In the past, I’ve talked a lot about the perks of LendingClub because I’m really into the idea of peer-to-peer lending. Even so, I’m careful about my investments and only go for well-established, reputable online P2P lending platforms. In this field, Prosper and LendingClub are the big players, but I have a soft spot for LendingClub. This article is a review of LendingClub’s website and explains why I’m such a big fan.
**What’s the Deal with LendingClub**
Before getting into how LendingClub works, it’s worth mentioning its impressive accolades. Harvard Business Review ranked it among the top 20 “Breakthrough Ideas for 2009.” Also, The Industry Standard recognized it as one of the “Top 100 Innovators.” These awards highlight LendingClub’s strong reputation, but let’s see what the company actually does.
LendingClub positions itself as an online financial community with the motto “Better Rates. Together.” It aims to connect creditworthy borrowers with investors who want to fund personal loans.
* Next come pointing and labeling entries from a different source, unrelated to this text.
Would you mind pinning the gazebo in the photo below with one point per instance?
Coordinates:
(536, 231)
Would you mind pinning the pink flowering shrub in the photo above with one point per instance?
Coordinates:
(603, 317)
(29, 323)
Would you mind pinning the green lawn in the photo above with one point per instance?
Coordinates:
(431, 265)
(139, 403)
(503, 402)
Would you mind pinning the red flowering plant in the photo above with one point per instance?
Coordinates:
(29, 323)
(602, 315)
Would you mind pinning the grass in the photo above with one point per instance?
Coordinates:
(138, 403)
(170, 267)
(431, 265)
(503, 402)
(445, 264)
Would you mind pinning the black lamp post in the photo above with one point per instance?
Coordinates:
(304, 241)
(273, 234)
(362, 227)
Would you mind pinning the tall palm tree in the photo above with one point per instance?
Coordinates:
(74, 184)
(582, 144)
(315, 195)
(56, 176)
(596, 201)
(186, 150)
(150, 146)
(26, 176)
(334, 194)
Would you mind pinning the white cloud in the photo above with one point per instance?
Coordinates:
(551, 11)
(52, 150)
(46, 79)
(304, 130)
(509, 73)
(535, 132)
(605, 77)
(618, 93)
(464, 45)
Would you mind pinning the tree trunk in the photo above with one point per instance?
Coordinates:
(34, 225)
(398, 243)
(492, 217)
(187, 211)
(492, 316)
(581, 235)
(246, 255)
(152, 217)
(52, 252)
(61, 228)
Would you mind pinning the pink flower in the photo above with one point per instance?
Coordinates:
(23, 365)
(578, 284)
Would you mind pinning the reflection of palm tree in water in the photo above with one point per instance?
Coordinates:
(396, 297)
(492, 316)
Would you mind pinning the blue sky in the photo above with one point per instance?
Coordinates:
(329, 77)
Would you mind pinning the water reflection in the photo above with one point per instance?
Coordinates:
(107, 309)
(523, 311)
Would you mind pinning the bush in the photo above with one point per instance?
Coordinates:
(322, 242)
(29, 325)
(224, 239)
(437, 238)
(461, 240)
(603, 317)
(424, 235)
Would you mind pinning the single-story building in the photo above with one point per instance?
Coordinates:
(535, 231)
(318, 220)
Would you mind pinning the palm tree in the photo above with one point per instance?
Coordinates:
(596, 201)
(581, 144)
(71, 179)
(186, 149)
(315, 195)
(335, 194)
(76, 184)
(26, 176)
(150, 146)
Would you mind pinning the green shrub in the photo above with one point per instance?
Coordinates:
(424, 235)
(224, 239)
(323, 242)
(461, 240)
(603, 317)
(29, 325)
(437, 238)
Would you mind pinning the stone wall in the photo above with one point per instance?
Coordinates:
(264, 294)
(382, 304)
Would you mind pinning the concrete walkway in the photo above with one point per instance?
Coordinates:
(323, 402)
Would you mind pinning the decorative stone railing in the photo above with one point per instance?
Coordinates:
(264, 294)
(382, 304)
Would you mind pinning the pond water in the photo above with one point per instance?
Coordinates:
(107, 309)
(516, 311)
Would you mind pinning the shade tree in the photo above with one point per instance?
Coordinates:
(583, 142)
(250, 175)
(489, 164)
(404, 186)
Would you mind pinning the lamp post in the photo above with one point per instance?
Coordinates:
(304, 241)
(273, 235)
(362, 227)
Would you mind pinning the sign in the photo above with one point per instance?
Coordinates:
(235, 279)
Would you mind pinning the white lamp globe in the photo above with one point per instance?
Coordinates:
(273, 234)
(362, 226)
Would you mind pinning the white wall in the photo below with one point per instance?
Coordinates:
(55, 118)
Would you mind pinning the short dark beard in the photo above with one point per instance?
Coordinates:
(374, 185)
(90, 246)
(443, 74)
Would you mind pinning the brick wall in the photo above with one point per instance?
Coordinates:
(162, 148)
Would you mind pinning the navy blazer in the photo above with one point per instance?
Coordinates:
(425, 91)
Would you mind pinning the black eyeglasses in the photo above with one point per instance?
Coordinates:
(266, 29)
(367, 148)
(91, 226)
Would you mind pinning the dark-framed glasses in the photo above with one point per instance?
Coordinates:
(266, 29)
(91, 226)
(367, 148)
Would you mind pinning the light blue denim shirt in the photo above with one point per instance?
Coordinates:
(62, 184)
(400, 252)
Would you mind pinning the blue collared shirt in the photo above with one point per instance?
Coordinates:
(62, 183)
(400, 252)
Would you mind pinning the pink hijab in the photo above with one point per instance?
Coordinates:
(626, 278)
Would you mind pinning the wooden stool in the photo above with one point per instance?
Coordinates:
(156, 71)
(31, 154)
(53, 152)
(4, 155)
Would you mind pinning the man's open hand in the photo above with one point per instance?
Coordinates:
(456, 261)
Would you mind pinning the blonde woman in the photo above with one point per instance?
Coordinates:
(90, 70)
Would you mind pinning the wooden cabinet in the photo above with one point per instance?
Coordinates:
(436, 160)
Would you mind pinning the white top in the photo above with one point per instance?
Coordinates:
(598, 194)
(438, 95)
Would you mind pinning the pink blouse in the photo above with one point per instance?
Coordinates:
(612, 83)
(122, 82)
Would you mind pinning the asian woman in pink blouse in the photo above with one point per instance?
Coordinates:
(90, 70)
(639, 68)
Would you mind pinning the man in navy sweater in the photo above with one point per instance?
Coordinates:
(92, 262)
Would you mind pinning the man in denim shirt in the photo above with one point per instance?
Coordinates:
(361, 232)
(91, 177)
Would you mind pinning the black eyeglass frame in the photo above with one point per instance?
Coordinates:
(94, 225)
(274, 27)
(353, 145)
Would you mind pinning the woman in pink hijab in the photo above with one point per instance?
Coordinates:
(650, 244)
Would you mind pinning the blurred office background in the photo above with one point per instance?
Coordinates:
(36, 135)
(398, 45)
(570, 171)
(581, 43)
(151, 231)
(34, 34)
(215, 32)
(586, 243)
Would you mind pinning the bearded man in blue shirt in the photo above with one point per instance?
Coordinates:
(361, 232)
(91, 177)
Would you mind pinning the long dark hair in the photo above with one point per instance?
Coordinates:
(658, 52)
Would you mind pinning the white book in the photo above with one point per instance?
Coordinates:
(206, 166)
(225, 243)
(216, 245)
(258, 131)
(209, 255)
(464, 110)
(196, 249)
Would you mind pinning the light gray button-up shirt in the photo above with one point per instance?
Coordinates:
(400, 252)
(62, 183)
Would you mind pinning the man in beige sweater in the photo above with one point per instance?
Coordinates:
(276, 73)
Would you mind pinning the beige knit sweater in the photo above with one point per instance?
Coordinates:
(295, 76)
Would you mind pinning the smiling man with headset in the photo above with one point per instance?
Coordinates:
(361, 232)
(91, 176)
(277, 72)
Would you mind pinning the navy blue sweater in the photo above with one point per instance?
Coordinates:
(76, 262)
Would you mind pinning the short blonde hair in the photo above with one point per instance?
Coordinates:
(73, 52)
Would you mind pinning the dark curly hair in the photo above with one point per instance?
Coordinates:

The platform essentially takes over the role of banks, charging a modest fee for each loan to keep things running.
**Getting Started with LendingClub**
Joining LendingClub is a breeze. I signed up in less than five minutes. You can choose to join as an investor, like I did, or as a borrower. If you’re looking to borrow, you can get an instant quote on your potential loan rate before you make a request.
As an investor, which is the part of the platform I find most exciting, you just need to authorize a few small deposits to confirm your bank account. This takes about three to four days. Right now, I’m browsing through loans and planning to build my portfolio. The idea of earning a higher interest rate than what savings accounts or traditional CDs offer is thrilling. It’s private, real-time, and you can check on your loans daily if you want to, and I probably will—don’t judge!
**Things to Think About**
By the end of August 2012, LendingClub had funded $875,419,700 in loans, with $60,067,825 funded in the previous month alone. Even more impressive, since it started, the company has paid investors $75,212,804. That’s not a number to scoff at.
But, if you’re serious about LendingClub, there are a few important points to consider. First, you can reduce your risk by spreading your investment across many smaller loans—like at $25 each—to handle any defaults that may happen. Second, diversifying your investment across loans with different credit grades can help protect your money. Keeping a balanced portfolio should lead to good returns. That’s my plan, anyway. Best of luck!